Status: Introduced Feb. 4, 2025; referred to the House Committee on Taxation.

Purpose
- To create a new nonrefundable Kansas individual income tax credit to help offset certain care and medical expenses for indoor cats and dogs owned by resident taxpayers, encouraging pet adoption and ongoing pet care.

Key provisions
- Credit allowed beginning for tax year 2025 and thereafter against Kansas individual income tax liability.
- Amount per animal:
- Up to $250 in the first taxable year the credit is claimed for a particular qualifying animal.
- Up to $100 for each of up to five additional taxable years for that same animal (i.e., a maximum of six taxable years per animal).
- A taxpayer may claim credits for up to three animals per tax year.
- Credit is nonrefundable and unused credits may not be carried forward.
- Only one taxpayer may claim qualifying expenses for a particular animal in the year the credit is claimed.
- Qualifying animals: a cat or dog that resides indoors and is owned by the resident taxpayer.
- Qualifying expenses (must be incurred and paid before December 1 of the tax year being claimed):
- Vaccines administered by a veterinarian;
- Veterinarian expenses for spaying or neutering;
- Insertion of a microchip that provides the owner’s contact information;
- Food for the animal; and
- Other animal supplies intended for and used by the animal.
- Claim documentation: taxpayers must provide receipts and other documentation as required by the Secretary of Revenue, including proof that the animal has been spayed or neutered.

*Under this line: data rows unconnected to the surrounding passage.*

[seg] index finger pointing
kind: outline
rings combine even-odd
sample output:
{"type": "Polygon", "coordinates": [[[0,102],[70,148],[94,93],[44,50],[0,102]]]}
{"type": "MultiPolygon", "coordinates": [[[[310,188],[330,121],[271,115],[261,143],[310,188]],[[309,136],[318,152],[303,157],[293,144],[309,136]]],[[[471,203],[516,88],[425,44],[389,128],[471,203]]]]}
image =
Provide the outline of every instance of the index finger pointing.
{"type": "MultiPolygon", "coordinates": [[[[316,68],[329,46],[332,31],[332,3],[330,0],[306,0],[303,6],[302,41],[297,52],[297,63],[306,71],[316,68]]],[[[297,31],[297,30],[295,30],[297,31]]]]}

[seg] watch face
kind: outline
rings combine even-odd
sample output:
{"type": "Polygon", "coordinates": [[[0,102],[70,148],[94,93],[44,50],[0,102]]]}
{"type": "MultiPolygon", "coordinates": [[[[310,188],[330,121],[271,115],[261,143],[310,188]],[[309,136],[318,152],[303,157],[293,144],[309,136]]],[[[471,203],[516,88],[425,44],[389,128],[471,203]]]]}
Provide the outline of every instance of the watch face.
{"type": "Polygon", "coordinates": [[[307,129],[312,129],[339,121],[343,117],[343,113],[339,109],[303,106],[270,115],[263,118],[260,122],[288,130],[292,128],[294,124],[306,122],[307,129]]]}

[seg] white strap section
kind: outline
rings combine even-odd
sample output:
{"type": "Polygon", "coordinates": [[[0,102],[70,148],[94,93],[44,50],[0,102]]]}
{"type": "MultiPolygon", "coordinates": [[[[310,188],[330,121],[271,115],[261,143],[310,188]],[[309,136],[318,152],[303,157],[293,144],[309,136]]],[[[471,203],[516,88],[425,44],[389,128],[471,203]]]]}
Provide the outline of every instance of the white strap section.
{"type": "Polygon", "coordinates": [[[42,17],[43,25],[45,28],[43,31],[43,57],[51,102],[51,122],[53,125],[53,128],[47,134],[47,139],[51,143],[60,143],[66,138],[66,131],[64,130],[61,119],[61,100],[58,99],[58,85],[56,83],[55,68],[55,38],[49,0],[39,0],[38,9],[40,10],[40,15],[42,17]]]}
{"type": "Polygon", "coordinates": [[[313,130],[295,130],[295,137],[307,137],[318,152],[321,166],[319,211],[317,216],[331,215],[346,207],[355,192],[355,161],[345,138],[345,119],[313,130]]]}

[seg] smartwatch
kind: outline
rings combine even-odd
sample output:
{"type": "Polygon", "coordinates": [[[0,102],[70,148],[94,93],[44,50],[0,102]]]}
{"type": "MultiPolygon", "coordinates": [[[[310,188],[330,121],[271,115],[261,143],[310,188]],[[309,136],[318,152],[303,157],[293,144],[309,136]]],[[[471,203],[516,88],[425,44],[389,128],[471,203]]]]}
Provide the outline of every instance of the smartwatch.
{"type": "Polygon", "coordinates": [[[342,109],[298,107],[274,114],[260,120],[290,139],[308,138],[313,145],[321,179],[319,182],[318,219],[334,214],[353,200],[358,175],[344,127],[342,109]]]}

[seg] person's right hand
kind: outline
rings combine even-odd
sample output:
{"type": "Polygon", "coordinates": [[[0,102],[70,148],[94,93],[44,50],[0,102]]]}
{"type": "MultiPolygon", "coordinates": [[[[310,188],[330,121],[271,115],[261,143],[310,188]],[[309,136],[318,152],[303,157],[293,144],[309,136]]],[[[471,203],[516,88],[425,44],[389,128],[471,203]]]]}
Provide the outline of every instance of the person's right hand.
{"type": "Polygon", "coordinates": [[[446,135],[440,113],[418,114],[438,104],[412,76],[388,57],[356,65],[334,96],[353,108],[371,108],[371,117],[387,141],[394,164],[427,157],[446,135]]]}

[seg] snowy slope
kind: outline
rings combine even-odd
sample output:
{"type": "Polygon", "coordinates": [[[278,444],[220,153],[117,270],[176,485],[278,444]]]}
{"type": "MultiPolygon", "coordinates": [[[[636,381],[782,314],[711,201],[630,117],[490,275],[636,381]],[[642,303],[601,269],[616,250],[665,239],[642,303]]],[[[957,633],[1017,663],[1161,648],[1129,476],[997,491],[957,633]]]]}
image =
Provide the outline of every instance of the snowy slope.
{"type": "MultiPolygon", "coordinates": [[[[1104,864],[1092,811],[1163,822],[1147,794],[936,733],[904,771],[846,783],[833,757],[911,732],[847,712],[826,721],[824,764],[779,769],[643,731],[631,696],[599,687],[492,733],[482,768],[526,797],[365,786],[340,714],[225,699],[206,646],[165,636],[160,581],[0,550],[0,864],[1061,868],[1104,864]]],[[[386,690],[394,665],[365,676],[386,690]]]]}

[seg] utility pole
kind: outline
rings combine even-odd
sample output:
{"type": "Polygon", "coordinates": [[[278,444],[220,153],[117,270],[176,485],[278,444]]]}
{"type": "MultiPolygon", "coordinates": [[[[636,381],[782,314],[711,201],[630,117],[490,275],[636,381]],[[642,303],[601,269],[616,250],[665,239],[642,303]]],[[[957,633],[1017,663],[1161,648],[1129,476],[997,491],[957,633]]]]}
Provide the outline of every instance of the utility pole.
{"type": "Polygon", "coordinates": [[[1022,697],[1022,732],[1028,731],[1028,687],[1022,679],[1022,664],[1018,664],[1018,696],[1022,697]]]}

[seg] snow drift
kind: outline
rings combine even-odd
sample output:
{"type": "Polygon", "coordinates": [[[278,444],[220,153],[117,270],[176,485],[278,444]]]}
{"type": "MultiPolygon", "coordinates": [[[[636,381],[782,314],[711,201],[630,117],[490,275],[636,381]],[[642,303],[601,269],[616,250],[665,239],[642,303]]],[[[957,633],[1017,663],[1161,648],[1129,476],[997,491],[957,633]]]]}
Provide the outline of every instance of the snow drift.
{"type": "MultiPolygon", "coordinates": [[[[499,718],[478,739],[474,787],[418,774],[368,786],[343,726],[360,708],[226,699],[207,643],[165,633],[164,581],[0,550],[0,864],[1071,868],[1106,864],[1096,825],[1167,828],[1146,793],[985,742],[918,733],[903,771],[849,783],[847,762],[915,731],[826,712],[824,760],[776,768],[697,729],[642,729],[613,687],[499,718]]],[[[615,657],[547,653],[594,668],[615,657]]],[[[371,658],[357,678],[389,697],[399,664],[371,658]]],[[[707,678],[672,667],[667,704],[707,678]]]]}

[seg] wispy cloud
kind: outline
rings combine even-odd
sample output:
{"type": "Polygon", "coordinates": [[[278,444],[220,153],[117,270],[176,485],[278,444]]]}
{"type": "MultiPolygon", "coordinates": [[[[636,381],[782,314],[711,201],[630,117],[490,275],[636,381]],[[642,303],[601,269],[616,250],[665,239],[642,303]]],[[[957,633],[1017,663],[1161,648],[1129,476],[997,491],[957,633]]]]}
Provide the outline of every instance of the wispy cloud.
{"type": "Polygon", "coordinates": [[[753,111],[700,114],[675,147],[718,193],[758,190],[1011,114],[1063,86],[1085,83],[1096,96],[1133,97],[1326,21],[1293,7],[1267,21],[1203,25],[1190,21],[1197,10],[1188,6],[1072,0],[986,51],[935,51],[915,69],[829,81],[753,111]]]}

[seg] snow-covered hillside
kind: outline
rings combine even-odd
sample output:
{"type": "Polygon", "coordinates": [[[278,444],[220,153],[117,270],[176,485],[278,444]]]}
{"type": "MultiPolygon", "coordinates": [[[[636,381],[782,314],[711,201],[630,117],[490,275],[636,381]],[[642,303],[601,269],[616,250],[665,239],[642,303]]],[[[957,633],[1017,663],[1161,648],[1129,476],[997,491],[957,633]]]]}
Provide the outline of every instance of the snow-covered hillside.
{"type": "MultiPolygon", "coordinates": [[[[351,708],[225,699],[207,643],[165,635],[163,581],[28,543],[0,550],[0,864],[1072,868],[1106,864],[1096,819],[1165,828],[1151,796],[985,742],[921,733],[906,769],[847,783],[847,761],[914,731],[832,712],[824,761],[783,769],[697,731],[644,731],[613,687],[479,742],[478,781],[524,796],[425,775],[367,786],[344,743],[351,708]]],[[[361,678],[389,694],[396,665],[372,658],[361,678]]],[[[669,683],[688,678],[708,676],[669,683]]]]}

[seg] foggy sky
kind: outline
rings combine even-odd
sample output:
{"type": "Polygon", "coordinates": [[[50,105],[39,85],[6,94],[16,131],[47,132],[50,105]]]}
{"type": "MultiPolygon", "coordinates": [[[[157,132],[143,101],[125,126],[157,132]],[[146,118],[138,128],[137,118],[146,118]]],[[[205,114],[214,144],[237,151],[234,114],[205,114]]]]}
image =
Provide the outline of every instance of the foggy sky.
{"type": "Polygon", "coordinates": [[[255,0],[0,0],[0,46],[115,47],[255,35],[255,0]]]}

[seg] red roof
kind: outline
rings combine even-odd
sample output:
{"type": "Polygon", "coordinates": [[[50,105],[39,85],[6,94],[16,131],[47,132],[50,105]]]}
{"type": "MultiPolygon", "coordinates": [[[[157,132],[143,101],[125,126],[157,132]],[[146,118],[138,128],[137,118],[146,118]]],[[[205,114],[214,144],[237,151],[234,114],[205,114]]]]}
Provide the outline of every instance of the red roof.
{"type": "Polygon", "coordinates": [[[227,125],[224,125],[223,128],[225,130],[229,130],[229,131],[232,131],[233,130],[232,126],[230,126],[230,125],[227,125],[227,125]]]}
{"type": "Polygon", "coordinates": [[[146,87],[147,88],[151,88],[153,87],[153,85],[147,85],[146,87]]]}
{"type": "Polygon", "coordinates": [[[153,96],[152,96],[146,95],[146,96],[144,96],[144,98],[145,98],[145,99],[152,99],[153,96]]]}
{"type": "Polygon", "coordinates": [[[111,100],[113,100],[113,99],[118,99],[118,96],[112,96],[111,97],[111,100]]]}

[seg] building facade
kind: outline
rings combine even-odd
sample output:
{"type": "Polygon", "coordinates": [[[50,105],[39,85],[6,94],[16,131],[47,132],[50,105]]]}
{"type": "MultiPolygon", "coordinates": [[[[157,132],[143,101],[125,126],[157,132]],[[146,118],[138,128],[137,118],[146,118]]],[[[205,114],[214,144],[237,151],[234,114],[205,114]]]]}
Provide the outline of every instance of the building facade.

Fiscal and administrative impact (from Kansas Division of the Budget / Department of Revenue fiscal note)
- Estimated State General Fund revenue reductions:
- FY 2026: ($5.6 million)
- FY 2027: ($7.8 million)
- FY 2028: ($10.0 million)
- Department rationale: based on national veterinary data and state pet counts, the Department estimates tens of thousands of new credits could be claimed annually (66,649 under broad assumptions; 26,443 if limited to adopted animals), producing large gross credit amounts but, because the credit is nonrefundable, only about one‑third is expected to reduce tax liability.
- Implementation costs: one‑time State General Fund cost of $247,618 in FY2026 to modify tax systems and set up the program.
- Ongoing costs: two new FTEs required for taxpayer assistance and administration; annual ongoing cost estimated at $144,362 (State General Fund) starting FY2027.
- The Department notes potential additional programming contract costs if combined legislative changes exceed in‑house capacity.

Who is affected
- Resident individual taxpayers in Kansas who own indoor cats or dogs and meet the documentation requirements; veterinarians and pet-supply vendors (indirectly, via consumer behavior); state tax administration (for implementation and audit).

Procedural / timeline notes
- Effective for tax year 2025 and thereafter.
- Current status: referred to the House Committee on Taxation for consideration.

Compiled from official sources — confirm details with the bill’s official record.